2. Acquisition verses Retention
This is another way to decide your budget strategy. Fundamentally any business should retain a once acquired customer. Customer retention not only helps your business to increase the customer lifetime value, but also saves your cost of acquiring a new customer from scratch. A strategy will help you allocate budget in proportion to how much new customer acquisitions you are targeting and how much existing customers you intend to retain. In case of PPC campaigns, remarketing happen to be the best campaigns for customer retention. You can then decide how much do you want to spend on targeting the existing customers with special offers and how much you want to spend to acquire a fresh customer.
3. Brand and Non-brand
In case of paid search marketing, it is advised to run brand campaigns, depending on your overall budget and scale of the client. Brand campaign is nothing but campaign targeting the brand related search queries. As we can expect a higher relevancy and less cost per click for these campaigns, it is best to capture these search queries which otherwise potentially will be targeted by your competitor. When it comes to allocating budget for such campaigns, you should allocate the budget such that search impression share for brand related keywords is above 90%. As for non brand campaigns, larger portion of budget should be allocated to campaigns with most generic keywords which generate majority of your web traffic and provide satisfactory conversion rate.
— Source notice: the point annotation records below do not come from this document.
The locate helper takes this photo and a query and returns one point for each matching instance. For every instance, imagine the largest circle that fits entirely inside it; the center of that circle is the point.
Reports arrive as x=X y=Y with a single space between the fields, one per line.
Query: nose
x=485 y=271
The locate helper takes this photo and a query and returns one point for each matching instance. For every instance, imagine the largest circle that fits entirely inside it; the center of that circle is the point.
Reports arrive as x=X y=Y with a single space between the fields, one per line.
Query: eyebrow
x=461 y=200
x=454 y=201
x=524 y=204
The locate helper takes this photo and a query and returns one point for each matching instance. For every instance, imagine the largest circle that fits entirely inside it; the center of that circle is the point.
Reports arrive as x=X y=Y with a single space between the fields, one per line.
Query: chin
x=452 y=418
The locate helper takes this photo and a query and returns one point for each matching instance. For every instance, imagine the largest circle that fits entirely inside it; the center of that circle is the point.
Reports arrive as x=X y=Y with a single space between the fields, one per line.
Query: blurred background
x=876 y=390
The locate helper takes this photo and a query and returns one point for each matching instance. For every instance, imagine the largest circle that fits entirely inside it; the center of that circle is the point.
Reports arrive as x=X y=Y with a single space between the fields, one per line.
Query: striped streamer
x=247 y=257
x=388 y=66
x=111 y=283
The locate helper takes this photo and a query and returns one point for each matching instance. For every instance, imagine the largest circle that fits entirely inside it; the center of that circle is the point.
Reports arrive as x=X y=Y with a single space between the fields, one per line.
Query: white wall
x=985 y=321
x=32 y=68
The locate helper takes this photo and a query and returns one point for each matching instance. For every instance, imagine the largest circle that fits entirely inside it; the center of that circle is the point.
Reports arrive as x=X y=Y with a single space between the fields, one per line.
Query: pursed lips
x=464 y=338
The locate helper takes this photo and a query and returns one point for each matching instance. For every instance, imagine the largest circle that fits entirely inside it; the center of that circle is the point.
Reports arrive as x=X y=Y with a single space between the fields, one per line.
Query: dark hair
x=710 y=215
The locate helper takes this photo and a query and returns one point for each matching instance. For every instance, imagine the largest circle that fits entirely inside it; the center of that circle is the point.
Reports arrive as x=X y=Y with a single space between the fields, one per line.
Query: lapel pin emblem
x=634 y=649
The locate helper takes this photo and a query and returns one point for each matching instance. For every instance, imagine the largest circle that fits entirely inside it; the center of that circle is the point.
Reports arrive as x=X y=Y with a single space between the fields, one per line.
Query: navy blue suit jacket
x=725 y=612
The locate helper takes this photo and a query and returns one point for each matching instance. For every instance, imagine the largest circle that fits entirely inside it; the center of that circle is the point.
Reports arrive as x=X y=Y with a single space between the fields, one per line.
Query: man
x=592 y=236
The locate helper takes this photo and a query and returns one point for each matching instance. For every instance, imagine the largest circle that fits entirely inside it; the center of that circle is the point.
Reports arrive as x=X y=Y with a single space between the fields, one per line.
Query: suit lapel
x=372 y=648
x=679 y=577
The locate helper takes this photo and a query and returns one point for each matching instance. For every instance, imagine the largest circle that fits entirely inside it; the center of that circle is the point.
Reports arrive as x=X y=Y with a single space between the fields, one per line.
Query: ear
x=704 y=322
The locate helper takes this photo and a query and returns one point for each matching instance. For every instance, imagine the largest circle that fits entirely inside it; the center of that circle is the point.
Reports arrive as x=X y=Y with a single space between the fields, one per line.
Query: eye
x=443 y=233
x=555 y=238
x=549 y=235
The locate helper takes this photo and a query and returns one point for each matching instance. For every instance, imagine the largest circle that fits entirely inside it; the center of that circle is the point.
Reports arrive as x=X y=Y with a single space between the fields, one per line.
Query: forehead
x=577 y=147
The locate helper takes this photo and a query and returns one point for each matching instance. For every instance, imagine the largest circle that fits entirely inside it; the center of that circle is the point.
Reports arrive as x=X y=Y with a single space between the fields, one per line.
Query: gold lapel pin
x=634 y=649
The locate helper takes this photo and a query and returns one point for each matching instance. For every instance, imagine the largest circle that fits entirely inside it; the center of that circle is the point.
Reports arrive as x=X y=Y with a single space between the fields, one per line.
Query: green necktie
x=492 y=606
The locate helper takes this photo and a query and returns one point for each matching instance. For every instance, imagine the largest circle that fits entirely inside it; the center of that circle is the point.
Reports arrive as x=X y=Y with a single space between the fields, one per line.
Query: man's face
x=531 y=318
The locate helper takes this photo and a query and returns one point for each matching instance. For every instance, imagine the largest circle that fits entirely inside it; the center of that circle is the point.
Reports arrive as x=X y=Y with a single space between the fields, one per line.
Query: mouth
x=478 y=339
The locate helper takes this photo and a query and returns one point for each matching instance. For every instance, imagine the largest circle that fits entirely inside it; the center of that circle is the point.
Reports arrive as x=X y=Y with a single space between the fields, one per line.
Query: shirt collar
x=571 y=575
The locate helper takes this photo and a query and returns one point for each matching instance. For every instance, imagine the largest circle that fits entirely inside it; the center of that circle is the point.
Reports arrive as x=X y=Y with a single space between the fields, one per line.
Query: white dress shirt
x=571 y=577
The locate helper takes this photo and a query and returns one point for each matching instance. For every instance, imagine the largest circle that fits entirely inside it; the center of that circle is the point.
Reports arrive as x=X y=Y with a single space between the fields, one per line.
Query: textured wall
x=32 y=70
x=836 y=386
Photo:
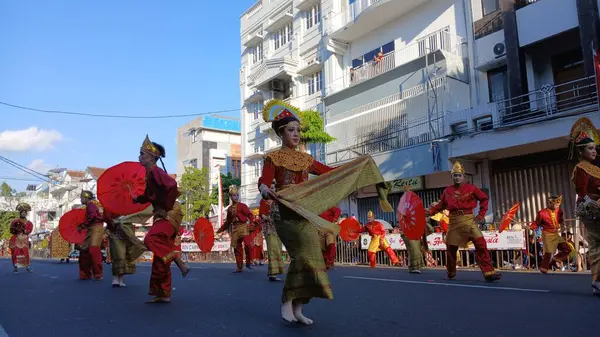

4. Review the Daily Spend Rate
This is PPC 101, but still no harm in reiterating. The primary goal of your PPC search or display campaign is to generate traffic to your website (For campaigns with conversion goals to be completed on website) as a penultimate step to conversion goal completion. Hence it is imperative that you keep a tab on how much percentage of your daily budget is utilized. Businesses for which a high search query volume is available, this shouldn’t be a worry (For on demand services, seasonal services like insurance, jobs, etc.). For businesses providing niche services, generating clicks should take some time and hence they should maintain a sufficient daily budget and also keep the keywords bids high enough to achieve a healthy daily click volume.
On the other hand watching daily spends also ensures that you do not end up overspending. The last thing you want is the email from a client demanding explanation, why you spent the budget more than it was allocated to you.
5. Take Help of Estimates But Don’t Take Them as Final Word
You may have seen the message "Limited by budget" in front of your campaign name:
Yes, this is not so uncommon to see Adwords telling your campaign is limited by budget. Adwords will also show you the estimated clicks that you may get for slabs of additional budget you allocate to the campaign. You can use these estimations to decide if your budget needs to up or not. This estimation, although good enough from data point of view, is designed for you to spend more on the advertisement and not necessarily aimed at better conversion rate. It is advisable to maintain your campaigns above a minimum acceptable budget, especially the brand campaigns.
6. Shared Budget Strategy
If you were not aware of this option provided by Adwords already, this comes as a happy relief to you if you don’t know how much budget to allocate to which campaigns. Adwords allows you to allocate a common budget to cluster of two or more campaigns. This not only allows you to pool the budget but relieves you of pain to monitor daily budgets for each campaign. This is most useful if you are running large number of campaigns and wish to efficiently manage the budget.
You can share the budget between multiple campaigns based on your budget strategy. For instance, if your client has given you some budget for fresh acquisition and rest for remarketing or retention, you can club the remarketing campaigns together under one common budget and do the same for fresh acquisition campaigns. Similarly you can make the clusters of same campaign types such as search, display, UAC etc.
Budget happens to be one very critical point of discussion with your client and it is entirely in PPC manager’s hands how creatively he/she utilizes the budget for best possible returns. The above tips surely will help you define your budget strategy best fir for your goals.